Friday, January 22, 2021

The uselessness of Boris Johnson's cabinet is a feature not a bug

Embed from Getty Images

Ed Davey says Gavin Williamson is the worst education secretary in living memory. He's right, of course.

But then Williamson is not alone in not deserving a place around the cabinet table.

Priti Patel resigned as secretary of state for international development when it emerged she had been holding meetings with Israeli officials without informing anyone in London. Yet somehow today she is home secretary.

Jacob Rees-Mogg is such a liability that he had to be hidden from voters during the last general election, but he is still leader of the House of Commons.

But maybe their presence should not be such a surprise.

Many Conservatives with principles - David Gauke, Rory Stewart, Nicholas Soames - were effectively sacked from the Commons by Boris Johnson in September 2019. 

They were not the sort of people he wanted to surround himself with. Better to have malleable mediocrities who will do whatever they are told.

Better still to have people no other Conservative prime minister would dream of appointing to the cabinet. They will know that they owe their careers to Johnson and that any successful rebellion against him would inevitably lead to the end of those careers.

It's probably all in Machiavelli: surround yourself with people who should never have been put in a position of power and you will be much more secure.

2 comments:

Unknown said...

It really is worse than a B team. Our own mediocre Sir (!) Geoffrey Clifton-Brown MP looks almost average as a result. Nadine Dorries, appointed by May back in 2019 and then the standout worst minister, has plenty of competition now

Phil Beesley said...

Nine months ago, I believed that Johnson would start appointing a few weightier politicians -- as background advisors of course -- to assist. How stupid I was to believe that he would do the right thing.

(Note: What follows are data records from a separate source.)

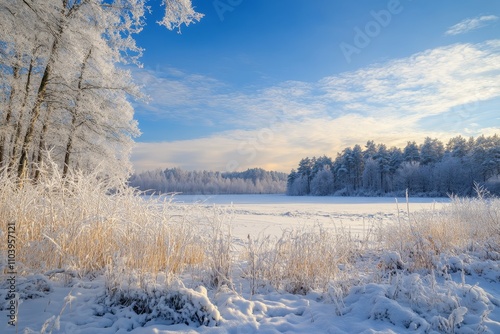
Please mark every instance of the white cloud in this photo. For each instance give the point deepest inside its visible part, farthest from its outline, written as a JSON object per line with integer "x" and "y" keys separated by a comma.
{"x": 391, "y": 103}
{"x": 470, "y": 24}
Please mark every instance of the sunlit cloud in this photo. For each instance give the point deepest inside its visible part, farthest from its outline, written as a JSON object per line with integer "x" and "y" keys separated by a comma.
{"x": 470, "y": 24}
{"x": 436, "y": 93}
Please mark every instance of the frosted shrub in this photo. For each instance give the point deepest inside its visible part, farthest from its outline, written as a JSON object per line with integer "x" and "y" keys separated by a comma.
{"x": 466, "y": 225}
{"x": 84, "y": 222}
{"x": 299, "y": 261}
{"x": 153, "y": 300}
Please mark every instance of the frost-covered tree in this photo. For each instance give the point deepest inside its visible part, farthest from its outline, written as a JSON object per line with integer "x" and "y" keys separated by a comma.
{"x": 431, "y": 151}
{"x": 427, "y": 169}
{"x": 62, "y": 87}
{"x": 322, "y": 183}
{"x": 411, "y": 152}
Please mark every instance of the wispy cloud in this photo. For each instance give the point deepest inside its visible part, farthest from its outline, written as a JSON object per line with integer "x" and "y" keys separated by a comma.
{"x": 435, "y": 93}
{"x": 470, "y": 24}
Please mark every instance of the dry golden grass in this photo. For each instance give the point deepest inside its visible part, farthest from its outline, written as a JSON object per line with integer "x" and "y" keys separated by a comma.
{"x": 466, "y": 224}
{"x": 79, "y": 224}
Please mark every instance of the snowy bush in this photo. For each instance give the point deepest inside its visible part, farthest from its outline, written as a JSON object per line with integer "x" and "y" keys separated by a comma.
{"x": 466, "y": 225}
{"x": 177, "y": 305}
{"x": 83, "y": 222}
{"x": 299, "y": 261}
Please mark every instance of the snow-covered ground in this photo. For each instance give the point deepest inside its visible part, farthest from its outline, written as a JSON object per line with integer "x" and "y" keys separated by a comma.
{"x": 463, "y": 297}
{"x": 271, "y": 214}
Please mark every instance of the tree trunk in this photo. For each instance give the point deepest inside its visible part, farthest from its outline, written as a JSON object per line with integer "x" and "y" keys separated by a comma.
{"x": 5, "y": 137}
{"x": 35, "y": 114}
{"x": 15, "y": 139}
{"x": 69, "y": 144}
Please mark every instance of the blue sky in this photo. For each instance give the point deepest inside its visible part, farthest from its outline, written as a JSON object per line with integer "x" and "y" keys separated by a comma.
{"x": 264, "y": 83}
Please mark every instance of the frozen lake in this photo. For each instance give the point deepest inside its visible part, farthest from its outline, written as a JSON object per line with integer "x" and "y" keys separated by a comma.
{"x": 271, "y": 214}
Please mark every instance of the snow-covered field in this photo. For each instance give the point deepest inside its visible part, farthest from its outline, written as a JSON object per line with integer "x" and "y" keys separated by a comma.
{"x": 271, "y": 214}
{"x": 376, "y": 293}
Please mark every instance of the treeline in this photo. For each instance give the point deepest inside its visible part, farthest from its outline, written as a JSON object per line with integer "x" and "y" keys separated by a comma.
{"x": 65, "y": 96}
{"x": 428, "y": 169}
{"x": 176, "y": 180}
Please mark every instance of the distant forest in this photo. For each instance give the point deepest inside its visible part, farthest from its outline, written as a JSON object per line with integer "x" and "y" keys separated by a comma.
{"x": 176, "y": 180}
{"x": 427, "y": 169}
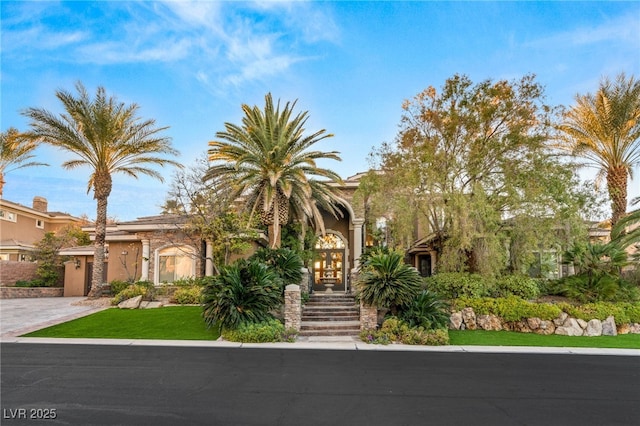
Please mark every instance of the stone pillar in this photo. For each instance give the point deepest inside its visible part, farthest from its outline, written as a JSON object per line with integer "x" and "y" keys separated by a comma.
{"x": 208, "y": 265}
{"x": 368, "y": 317}
{"x": 145, "y": 260}
{"x": 292, "y": 307}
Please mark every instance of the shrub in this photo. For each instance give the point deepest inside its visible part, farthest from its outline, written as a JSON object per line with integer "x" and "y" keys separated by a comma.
{"x": 510, "y": 308}
{"x": 285, "y": 262}
{"x": 516, "y": 285}
{"x": 117, "y": 286}
{"x": 132, "y": 291}
{"x": 386, "y": 281}
{"x": 270, "y": 330}
{"x": 427, "y": 310}
{"x": 394, "y": 330}
{"x": 452, "y": 285}
{"x": 244, "y": 292}
{"x": 188, "y": 295}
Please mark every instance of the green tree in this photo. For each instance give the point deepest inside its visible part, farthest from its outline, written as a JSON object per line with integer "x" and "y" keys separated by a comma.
{"x": 465, "y": 159}
{"x": 267, "y": 159}
{"x": 604, "y": 129}
{"x": 108, "y": 137}
{"x": 15, "y": 153}
{"x": 207, "y": 212}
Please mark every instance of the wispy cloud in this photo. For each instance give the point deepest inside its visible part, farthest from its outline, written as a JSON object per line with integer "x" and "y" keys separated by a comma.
{"x": 621, "y": 29}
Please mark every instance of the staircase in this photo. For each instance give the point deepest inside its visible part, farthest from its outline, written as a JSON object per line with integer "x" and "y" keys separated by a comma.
{"x": 334, "y": 314}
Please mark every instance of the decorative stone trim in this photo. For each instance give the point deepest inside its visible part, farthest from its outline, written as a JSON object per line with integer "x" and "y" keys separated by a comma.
{"x": 30, "y": 292}
{"x": 368, "y": 317}
{"x": 292, "y": 307}
{"x": 562, "y": 325}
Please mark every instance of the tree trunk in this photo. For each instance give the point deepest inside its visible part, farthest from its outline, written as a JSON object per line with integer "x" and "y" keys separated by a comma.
{"x": 617, "y": 187}
{"x": 102, "y": 189}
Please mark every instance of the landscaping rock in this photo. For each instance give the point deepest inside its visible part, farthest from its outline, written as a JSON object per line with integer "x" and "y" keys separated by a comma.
{"x": 132, "y": 303}
{"x": 609, "y": 327}
{"x": 489, "y": 322}
{"x": 534, "y": 323}
{"x": 151, "y": 305}
{"x": 469, "y": 318}
{"x": 561, "y": 319}
{"x": 455, "y": 321}
{"x": 546, "y": 328}
{"x": 594, "y": 328}
{"x": 570, "y": 327}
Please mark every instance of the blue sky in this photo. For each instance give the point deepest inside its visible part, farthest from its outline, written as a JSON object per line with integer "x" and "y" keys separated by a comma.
{"x": 190, "y": 66}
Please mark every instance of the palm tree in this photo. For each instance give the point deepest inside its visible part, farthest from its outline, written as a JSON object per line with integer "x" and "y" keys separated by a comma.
{"x": 266, "y": 160}
{"x": 605, "y": 129}
{"x": 15, "y": 151}
{"x": 107, "y": 136}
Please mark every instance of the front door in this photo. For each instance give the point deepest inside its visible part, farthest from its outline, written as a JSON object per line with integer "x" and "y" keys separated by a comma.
{"x": 328, "y": 266}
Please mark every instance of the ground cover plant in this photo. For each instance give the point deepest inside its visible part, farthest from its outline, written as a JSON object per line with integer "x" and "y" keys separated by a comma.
{"x": 167, "y": 323}
{"x": 511, "y": 338}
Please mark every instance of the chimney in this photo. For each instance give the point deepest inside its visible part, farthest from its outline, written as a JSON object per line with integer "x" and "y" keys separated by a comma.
{"x": 40, "y": 204}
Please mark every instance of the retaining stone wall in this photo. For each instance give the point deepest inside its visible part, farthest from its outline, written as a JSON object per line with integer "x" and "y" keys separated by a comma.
{"x": 29, "y": 292}
{"x": 565, "y": 325}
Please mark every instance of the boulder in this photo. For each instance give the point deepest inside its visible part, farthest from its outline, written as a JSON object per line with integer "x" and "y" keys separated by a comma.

When critiquing this shower, it is easy to look at the obvious -- incompetence, petty corruption, ignorance etc. We can miss that many mistakes have been caused by the ideologies of small government and centralism. Track and trace fails because central gov won't beef up local teams, gov is setting up mass vaccination points when people want and need to attend local providers, money is thrown at consultants and contractors to keep down the government payroll. We also have to understand that some things don't happen -- or don't happen easily -- because gov doesn't want them to happen. If people saw that it was possible to feed children in poor families or to find safe places for the homeless, they'd expect government to behave humanely in normal times.